PWM will be handled by PIGPIO which works very nicely. Better than a PCA9685 that only allows 1 frequency for all the outputs.

It will have a HAT layout, without the EEPROM (still not very clear what good is it).

I already started designing it in Eagle (the free version) and will do the PCB using DirtyPCB.

 

 

 

RF Modules

I found and bought the RF modules I needed for the GS-brain comms: the RF4463F30

They have a 1W PA, the receiver has -122dBm sensitivity at low data rates and around -90-96dBm at 1Mbps max rate.

They are pretty small and light – under 2-3 grams I think.

IMG_0265

I managed to find a lot of documentation from SI and the RF chip works pretty differently than the RFM22B. It’s not programmed using registers but with SPI commands. You basically create API calls in a uint8_t buffer and send it through SPI.
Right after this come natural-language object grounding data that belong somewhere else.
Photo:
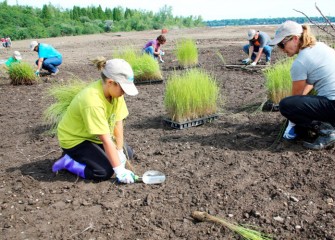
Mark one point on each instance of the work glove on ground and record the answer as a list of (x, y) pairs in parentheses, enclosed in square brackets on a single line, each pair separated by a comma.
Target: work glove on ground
[(289, 133), (246, 61), (124, 175), (122, 157)]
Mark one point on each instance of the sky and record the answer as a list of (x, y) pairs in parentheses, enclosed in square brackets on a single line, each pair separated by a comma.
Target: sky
[(208, 9)]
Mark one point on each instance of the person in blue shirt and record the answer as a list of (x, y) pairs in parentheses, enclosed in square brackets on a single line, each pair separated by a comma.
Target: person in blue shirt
[(48, 58)]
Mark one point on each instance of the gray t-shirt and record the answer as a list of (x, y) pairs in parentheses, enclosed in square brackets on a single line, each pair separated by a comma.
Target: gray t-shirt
[(316, 65)]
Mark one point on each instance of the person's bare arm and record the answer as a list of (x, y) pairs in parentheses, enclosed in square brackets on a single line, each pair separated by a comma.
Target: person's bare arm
[(298, 87), (118, 134), (110, 149)]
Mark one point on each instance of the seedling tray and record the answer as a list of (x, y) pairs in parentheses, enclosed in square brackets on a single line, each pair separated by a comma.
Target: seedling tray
[(155, 81), (191, 123)]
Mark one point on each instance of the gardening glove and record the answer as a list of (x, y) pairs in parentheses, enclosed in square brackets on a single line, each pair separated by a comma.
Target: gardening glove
[(122, 157), (246, 61), (124, 175), (289, 133)]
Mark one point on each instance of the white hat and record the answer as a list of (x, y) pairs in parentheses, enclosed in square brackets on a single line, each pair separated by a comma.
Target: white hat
[(17, 55), (251, 34), (33, 44), (288, 28), (120, 71)]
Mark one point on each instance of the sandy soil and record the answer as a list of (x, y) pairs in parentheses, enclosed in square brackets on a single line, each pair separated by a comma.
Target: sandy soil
[(232, 167)]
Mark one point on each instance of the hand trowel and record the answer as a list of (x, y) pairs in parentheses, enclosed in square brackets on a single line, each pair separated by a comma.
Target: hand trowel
[(151, 177)]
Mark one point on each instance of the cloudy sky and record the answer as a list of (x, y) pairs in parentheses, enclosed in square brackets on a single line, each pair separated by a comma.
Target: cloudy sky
[(208, 9)]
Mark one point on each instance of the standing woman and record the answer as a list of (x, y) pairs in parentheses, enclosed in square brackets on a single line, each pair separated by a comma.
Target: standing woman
[(313, 68), (48, 58), (153, 47), (91, 131)]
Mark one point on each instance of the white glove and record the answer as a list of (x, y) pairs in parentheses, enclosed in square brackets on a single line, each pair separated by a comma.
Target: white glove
[(122, 157), (289, 133), (246, 61), (124, 175)]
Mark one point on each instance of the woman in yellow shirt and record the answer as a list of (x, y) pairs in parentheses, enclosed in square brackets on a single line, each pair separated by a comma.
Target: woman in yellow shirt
[(91, 131)]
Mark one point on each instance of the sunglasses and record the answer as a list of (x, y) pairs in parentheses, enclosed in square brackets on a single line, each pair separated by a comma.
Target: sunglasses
[(281, 45)]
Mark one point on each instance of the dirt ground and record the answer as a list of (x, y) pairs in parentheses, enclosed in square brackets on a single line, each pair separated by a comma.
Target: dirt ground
[(233, 167)]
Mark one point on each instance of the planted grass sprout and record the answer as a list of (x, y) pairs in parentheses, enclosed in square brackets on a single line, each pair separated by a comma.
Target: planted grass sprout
[(191, 95), (22, 74), (187, 52), (144, 66), (278, 80)]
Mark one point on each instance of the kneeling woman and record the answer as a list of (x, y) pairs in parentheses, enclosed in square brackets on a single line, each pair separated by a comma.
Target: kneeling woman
[(91, 131), (313, 68)]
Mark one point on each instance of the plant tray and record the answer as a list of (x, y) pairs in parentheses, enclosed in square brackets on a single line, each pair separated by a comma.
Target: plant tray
[(191, 123), (139, 82)]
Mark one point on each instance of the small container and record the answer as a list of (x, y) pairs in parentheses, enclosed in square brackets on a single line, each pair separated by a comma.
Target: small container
[(153, 177)]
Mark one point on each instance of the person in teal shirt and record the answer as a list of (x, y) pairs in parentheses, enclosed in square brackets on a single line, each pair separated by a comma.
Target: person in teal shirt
[(48, 57), (14, 59), (91, 130)]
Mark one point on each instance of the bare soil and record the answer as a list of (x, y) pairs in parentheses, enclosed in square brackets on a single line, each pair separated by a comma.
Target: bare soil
[(234, 167)]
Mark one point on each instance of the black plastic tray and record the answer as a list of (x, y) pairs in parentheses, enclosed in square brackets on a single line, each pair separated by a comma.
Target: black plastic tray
[(191, 123)]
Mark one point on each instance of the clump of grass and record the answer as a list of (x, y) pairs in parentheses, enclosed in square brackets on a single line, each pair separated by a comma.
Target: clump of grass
[(63, 95), (144, 66), (245, 233), (22, 74), (187, 52), (191, 95), (278, 80)]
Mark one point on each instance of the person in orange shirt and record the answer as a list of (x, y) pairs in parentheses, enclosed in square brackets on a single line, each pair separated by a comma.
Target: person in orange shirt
[(258, 44)]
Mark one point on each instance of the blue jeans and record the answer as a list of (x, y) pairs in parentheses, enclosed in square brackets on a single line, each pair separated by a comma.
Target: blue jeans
[(50, 64), (266, 50), (304, 110)]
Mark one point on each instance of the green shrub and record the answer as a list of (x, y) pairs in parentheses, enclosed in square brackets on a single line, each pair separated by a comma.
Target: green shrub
[(187, 53), (22, 74), (63, 95), (144, 66), (278, 80), (191, 95)]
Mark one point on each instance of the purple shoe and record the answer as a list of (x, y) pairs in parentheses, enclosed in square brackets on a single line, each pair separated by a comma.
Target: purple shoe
[(67, 163)]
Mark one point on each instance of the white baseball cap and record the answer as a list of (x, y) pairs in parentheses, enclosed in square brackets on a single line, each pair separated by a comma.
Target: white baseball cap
[(17, 55), (251, 34), (33, 44), (288, 28), (121, 72)]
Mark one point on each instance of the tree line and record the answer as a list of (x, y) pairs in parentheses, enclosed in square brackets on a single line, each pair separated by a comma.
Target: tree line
[(25, 22), (263, 21)]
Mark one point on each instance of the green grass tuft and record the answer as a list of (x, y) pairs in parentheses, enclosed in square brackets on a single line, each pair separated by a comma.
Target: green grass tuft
[(22, 73), (278, 80), (191, 95)]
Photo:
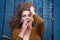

The FIFO is only 64 bytes but it does have a CRC and a custom 4 byte header to pack various things – like a request id.

So far it seems very nice, I will try to make it work during the weekend.

 

The plan I have is to use the wifi only for video data – tx only, and the RF4463 for bidirectional commands (GS->Brain and back) and video packet confirmations.

This should allow me to use better the limited wifi bandwidth by using uni-directional comms – so the back packets don’t keep the channel busy – and also have a rock solid link for control.

I did some tests with the RFM22B at 0dBm and it can easily go through 4-5 walls and 20 meters  inside my house. With 20 or even 30dBm I should be able to have a solid 10Km link line of sight.